Léon XIII a été mieux inspiré lorsqu’il a invité les Églises orthodoxes et schismatiques d’Orient à participer aux solennités eucharistiques de Jérusalem. Le cardinal Langénieux, archevêque de Reims, a été délégué spécialement par le pape pour présider à ces solennités, qui ont attiré environ 3 000 pèlerins et étrangers et ont fourni l’occasion d’un congrès entre les prélats grecs et latins (15-21 mai 1893). La base d’union paraissait de prime abord très heureusement choisie. Quoi de plus séduisant que la pensée de réunir les chrétiens autour de la table eucharistique, symbole du sacrifice qui a réconcilié Dieu et les hommes ! Quel plus beau modèle à présenter aux dissidens que le spectacle de cette première Église de Jérusalem dont saint Luc nous dit que : « tous ses membres persévéraient dans la doctrine des Apôtres et vivaient en communion fraternelle, par la fraction du pain et par les prières (Actes II, 42). » Voilà, semble-t-il, la meilleure formule d’union : unité dans la foi apostolique, dans l’eucharistie et dans la prière, et liberté dans les rites et usages liturgiques.

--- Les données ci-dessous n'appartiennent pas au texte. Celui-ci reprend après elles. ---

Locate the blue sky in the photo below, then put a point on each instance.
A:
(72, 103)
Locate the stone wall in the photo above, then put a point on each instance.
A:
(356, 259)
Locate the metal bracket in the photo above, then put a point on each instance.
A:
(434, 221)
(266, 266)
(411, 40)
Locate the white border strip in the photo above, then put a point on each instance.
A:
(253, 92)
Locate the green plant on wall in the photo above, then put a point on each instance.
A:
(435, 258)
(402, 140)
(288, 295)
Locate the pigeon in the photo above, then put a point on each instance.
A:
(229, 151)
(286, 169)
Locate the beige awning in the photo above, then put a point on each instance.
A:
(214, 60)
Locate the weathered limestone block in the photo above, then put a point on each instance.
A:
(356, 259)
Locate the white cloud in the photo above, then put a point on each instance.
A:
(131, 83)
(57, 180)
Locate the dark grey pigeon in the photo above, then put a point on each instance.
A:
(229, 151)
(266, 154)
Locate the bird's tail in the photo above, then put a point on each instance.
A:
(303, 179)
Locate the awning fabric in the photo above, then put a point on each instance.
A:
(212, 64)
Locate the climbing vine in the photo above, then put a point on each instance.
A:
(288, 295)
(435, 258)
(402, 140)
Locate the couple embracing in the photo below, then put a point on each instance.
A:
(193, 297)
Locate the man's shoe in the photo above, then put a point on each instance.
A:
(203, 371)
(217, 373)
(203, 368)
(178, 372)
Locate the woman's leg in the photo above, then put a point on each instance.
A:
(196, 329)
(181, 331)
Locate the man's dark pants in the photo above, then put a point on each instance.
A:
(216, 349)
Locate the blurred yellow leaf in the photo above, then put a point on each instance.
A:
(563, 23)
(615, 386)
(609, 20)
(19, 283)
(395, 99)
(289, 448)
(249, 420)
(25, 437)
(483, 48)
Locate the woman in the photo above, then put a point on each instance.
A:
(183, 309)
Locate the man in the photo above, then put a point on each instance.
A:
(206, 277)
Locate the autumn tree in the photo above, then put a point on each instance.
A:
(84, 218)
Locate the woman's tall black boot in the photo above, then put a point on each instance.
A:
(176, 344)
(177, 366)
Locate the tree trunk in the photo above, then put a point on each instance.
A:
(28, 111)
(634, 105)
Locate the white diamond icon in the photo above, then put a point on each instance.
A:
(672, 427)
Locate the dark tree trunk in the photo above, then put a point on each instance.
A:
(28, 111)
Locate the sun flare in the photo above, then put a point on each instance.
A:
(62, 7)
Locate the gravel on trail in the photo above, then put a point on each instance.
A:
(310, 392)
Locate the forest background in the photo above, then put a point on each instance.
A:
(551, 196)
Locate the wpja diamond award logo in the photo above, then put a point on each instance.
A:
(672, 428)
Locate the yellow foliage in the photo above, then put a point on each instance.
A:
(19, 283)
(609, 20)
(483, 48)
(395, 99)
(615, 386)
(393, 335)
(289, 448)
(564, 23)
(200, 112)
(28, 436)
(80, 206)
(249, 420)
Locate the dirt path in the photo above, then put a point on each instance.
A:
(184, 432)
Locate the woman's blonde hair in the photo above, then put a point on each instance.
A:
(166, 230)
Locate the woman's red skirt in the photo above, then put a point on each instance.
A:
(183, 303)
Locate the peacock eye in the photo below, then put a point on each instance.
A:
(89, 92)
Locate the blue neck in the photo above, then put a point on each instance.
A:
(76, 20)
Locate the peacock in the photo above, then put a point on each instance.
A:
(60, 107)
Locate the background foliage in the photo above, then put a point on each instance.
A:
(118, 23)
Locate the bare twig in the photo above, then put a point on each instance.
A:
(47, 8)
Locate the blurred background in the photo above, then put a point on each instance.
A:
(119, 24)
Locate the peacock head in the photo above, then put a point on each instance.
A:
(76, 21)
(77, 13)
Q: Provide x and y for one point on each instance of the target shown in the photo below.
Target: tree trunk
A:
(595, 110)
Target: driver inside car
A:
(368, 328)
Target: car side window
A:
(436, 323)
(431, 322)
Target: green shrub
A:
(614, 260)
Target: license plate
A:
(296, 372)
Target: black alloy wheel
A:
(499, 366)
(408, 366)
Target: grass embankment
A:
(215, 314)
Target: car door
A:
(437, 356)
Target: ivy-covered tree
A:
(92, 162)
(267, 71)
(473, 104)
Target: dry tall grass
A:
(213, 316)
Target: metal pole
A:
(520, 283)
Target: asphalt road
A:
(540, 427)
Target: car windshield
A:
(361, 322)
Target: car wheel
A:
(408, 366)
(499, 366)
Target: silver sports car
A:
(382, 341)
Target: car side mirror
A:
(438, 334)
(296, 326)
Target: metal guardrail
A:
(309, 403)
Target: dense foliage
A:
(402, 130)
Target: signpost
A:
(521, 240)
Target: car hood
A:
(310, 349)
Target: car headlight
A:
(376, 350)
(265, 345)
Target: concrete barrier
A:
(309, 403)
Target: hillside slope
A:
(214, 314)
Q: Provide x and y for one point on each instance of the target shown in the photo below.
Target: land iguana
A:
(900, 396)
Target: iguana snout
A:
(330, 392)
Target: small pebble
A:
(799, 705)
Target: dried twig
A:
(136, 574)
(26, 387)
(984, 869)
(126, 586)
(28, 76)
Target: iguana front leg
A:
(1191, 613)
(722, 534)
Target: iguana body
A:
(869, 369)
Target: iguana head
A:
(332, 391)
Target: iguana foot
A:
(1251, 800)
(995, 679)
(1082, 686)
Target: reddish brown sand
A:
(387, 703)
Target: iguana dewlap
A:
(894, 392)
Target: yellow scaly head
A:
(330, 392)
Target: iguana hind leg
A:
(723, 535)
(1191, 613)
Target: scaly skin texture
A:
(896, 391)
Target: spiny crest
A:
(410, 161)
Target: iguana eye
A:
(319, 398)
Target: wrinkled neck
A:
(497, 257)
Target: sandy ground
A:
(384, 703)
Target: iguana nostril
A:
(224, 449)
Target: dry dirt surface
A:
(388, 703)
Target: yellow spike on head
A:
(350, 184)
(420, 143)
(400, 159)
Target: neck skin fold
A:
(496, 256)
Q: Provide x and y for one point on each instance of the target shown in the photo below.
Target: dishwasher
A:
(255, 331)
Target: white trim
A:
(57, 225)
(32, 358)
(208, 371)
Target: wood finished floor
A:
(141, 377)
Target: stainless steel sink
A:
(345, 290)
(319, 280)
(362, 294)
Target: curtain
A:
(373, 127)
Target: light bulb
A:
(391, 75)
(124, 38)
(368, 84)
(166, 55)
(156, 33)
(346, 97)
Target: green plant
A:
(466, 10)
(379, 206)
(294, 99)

Sur ce second point, le cardinal Langénieux a été parfaitement explicite : « La multiplicité des rites est non seulement tolérée par le Saint-Siège ; elle est nécessaire, parce qu’elle répond, dans les différens pays, à des besoins impérieux, qu’elle sauvegarde des droits acquis et qu’elle respecte des libertés nationales. »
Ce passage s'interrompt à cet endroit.